Sometimes I lose my life, only to find her again in a bar, in a conversation, in a completed task, or in a run through the park. She's mine because she has a will, energy, and direction. When she walks in the sand she leaves footprints and they're often crooked, stepping to a jazz that she listens to on her own. The rest of the time I leave scarcely a toe print-jutting off the edge of the communal impression where my shapen foot doesn't quite jive with yours and yours and yours. Its our path I suppose, but we possess it soulessly, without contemplation, with a murky purpose. And all the while phantom ways dance inside my head, leaving vanishing toe prints on my play dough brain and I feel them as something that could be, that could have been.
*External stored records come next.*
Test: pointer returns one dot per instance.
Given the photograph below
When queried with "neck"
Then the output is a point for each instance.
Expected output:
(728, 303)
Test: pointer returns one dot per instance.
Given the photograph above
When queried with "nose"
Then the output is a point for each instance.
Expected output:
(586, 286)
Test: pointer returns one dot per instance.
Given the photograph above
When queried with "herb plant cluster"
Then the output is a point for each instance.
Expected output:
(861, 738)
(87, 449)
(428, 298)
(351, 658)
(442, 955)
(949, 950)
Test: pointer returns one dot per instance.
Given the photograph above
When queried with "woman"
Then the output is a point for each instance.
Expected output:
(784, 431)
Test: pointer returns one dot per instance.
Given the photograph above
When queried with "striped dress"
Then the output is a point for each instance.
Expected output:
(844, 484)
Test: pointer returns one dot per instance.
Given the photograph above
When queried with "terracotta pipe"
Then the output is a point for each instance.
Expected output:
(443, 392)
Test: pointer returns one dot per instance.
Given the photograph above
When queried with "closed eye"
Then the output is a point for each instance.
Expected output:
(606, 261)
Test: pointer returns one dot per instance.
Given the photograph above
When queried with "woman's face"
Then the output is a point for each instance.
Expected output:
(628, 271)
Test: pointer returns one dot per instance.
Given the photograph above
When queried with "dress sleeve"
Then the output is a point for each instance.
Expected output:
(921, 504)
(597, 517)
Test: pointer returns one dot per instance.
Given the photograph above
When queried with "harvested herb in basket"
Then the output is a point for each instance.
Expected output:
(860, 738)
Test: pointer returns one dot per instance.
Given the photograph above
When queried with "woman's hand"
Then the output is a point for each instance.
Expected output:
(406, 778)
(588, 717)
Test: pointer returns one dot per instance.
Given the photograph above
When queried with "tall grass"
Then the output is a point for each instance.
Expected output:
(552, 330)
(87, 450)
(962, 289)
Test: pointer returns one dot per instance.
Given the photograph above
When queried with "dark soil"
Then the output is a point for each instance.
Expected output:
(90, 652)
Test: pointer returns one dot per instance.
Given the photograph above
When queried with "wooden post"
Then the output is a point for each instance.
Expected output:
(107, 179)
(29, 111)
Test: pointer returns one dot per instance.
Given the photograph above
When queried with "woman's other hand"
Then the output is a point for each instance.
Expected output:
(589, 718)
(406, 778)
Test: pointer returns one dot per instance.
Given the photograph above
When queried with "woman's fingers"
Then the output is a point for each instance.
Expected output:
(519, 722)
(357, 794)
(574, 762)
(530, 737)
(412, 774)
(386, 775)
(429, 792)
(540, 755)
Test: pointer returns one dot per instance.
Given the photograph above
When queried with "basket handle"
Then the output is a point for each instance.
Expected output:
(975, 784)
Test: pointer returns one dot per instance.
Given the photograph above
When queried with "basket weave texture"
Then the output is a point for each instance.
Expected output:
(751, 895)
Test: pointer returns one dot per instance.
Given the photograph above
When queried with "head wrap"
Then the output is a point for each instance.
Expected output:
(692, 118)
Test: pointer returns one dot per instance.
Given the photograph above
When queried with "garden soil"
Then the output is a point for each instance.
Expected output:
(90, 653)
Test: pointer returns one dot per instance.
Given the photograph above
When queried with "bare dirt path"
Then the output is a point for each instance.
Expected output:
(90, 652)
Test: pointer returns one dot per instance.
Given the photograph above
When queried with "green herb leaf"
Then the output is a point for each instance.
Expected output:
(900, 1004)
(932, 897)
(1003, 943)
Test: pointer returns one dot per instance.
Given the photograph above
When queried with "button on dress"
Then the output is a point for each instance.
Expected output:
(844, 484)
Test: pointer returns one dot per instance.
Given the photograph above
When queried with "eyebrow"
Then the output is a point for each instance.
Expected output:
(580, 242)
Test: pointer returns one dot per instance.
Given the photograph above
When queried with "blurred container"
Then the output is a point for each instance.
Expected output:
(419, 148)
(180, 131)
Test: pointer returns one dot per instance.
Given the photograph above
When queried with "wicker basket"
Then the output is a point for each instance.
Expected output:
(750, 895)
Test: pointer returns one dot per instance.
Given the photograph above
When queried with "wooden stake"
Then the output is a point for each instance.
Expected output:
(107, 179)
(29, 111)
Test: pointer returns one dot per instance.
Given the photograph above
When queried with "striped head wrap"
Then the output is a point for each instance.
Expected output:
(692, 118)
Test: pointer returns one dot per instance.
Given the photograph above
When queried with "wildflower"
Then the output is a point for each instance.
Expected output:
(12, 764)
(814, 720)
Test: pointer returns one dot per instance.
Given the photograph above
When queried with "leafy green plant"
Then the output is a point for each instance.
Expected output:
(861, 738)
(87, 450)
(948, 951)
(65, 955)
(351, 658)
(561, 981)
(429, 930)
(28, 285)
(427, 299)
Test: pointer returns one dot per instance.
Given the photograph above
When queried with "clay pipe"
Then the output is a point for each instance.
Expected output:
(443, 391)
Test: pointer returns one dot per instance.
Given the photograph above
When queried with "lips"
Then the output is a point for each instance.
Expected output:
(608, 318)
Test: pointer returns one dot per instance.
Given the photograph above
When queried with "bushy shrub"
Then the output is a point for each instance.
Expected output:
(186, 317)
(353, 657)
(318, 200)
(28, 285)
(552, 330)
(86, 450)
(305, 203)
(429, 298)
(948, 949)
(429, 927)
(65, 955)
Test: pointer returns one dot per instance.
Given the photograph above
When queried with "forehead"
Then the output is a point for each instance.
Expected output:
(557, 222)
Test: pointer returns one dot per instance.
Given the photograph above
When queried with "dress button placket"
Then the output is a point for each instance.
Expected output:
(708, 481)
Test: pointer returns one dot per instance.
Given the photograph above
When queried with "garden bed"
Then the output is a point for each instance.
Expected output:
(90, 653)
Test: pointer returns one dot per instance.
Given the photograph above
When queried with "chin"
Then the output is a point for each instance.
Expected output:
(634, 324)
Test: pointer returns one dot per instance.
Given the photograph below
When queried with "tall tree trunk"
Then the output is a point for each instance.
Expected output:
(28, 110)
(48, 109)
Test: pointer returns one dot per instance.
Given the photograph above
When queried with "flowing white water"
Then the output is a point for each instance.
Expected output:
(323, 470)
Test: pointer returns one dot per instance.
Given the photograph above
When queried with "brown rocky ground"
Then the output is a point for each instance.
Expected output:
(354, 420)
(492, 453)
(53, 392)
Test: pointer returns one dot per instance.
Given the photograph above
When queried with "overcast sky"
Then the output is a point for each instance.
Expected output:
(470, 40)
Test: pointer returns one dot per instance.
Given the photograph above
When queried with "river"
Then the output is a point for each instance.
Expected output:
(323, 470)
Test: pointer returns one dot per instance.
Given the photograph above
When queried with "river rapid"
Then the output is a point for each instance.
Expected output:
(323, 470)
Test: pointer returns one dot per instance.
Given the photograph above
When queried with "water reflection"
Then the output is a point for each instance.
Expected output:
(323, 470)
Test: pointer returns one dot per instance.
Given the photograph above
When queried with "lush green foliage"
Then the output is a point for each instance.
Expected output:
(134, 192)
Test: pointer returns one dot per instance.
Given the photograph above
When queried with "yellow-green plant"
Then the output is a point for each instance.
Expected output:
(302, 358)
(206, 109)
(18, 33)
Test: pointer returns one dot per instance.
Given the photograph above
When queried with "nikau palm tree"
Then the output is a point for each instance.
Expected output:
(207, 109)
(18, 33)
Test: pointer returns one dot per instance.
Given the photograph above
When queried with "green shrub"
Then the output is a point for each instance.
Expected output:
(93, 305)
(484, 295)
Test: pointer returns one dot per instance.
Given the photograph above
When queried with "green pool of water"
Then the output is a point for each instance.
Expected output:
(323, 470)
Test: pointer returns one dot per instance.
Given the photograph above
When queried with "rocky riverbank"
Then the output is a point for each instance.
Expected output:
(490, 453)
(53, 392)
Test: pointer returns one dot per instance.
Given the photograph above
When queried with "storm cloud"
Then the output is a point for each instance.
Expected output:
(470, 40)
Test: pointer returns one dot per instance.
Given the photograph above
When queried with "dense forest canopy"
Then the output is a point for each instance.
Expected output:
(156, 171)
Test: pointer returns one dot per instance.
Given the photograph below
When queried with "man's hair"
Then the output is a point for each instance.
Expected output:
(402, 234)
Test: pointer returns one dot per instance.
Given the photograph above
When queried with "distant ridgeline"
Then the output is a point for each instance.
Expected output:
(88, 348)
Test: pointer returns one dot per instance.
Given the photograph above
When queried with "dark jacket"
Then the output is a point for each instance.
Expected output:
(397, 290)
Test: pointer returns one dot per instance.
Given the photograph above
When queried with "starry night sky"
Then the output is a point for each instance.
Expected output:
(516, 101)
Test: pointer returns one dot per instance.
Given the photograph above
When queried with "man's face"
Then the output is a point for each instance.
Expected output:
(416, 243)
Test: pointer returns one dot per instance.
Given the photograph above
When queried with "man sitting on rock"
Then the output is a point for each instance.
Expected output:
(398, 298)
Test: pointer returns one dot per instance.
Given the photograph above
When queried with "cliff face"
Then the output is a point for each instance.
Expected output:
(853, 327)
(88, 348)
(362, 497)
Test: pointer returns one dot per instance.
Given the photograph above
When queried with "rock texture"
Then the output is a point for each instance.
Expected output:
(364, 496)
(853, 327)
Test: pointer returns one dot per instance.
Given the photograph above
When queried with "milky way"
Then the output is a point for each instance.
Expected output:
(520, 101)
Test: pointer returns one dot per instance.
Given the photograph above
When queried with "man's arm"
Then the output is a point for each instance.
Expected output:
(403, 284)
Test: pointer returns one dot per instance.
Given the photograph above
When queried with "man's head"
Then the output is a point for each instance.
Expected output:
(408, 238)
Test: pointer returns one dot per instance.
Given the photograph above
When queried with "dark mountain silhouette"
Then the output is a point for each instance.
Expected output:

But nothing more. The impulses fade before I can shift even a little toe. To translate a potential into action, imagi
ne the neural pathways that must be run. So we walk, trod, plod, as indicated, aware of a settling unease and oblivious, just oblivious to a source, an escape, to ourselves marching to no end. And then I feel a peck on the neck or forearm and warmth spreads down my spine, into my soles and into my soul. A peck from full lips, anxious and loving, reincarnated upon meeting my molting skin. She's my life. Today I found her in the restaurants and bars of quito, as I shuddered and extended an arm and bent in a demi-plie, listening to myself dancing on my brain. And she grabbed me tight in a sprawling waltz as a stranger laid his life before my eyes. Because I saw how much deeper my feet sink with her and how good the sand feels between my toes and how much happier the course. So me and my life, I think we might shine for a while now. I think we might laugh loudly, and I think we might hope not to get lost again



lunes, 26 de marzo de 2012

We are deep wells

We are deep wells. There is the here and the forever. I sit in a Coffee Shop, New Amsterdam, some techno playing. They boy behind the counter is joking in a loud pointed voice, some people you just want to see naked!, a young man has entered through the glass door, serious, a nicely trimmed goatee, a forward stare. This guy knows, the barista says, as dark hair approaches the counter. I am looking, he smiles, he looks at me, his dark eyes crinkle, we smile, somehow sharing an involuntary ripple of this surface, the joke darting and flowing from the barista into us and we receive. And I am struck in this smiling by how we share and how we do not. We smile and then I feel the depths of me that remain untouched, sitting bodily in this coffee shop of purple floors and painted walls. But we have shared a smile. I look over, now he sits again, serious, with the stare that no one can touch. But when he leaves he jokes with the baristas, the owner passing him in the glass door way salutes him by name, his face open and calm, they touch a bit more deeply maybe, do not just share a smile, but reach into a joint past as they pass, a shared deeper surface that I cannot see but perceive.